A Assembleia Legislativa aprovou na manhã de ontem (06), durante sessão plenária, requerimento do deputado João Mádison (PMDB) pedindo voto de pesar pela morte de Eduardo de Jesus, de 10 anos, morto por um disparo de arma de fogo no Complexo do Alemão, no Rio de Janeiro. O parlamentar destacou que a criança é mais uma vítima da violência, alçada, principalmente pela guerra entre traficantes e policiais, justificando a solicitação pelo fato da família da vítima ser natural de Corrente, no Piauí. “A mãe de Eduardo tinha ido ao Rio de Janeiro em busca de emprego e agora voltou com seu filho morto”, destacou.

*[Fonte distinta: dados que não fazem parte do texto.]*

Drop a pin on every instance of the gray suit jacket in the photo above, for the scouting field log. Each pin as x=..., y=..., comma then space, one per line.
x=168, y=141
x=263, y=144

O caso ensejou para a discussão em torno de medidas que reduzam os índices de violência no país, a mais nova ação se refere a redução da maioridade penal, ideia defendida por Mádison. “Nós esquecemos que pode acontecer dentro das nossas próprias casas, hoje a violência não respeita mais rico, não respeita pobre, então nós temos que buscar alternativas para isso, hoje se fala muito em diminuir a maioridade, eu acho que é um dos problemas, mas nós temos outros problemas sociais que são muito graves”, indicou.

O parlamentar revelou ser favorável à aprovação, desde que venha acompanhada de novas ações. “Sou a favor, creio que estão usando muitos jovens para matar e eu acho que quem pode votar, quem pode dirigir, também deve ter a sua responsabilidade penal, mas isso ainda é muito pouco, tem que fazer outras coisas”, disse.

CONTRAPONTO – Já o deputado Cícero Magalhães (PT) defendeu a educação como principal solução para a violência, demonstrando sua posição contrária em relação a redução da maioridade penal. “Acho que tem muitas coisas que o Congresso pode ficar atento para melhorar a vida do povo, diminuir a violência, fazer com que nossa juventude esteja inserida num outro contexto. Botar na cadeia, não é a melhor solução, até mesmo porque eu duvido que os parlamentares que estão a defender a queda da maioridade penal, que quando chegar num filho dele vai deixar ele preso. Eu acho que nossa juventude tem que ser educada”, comentou.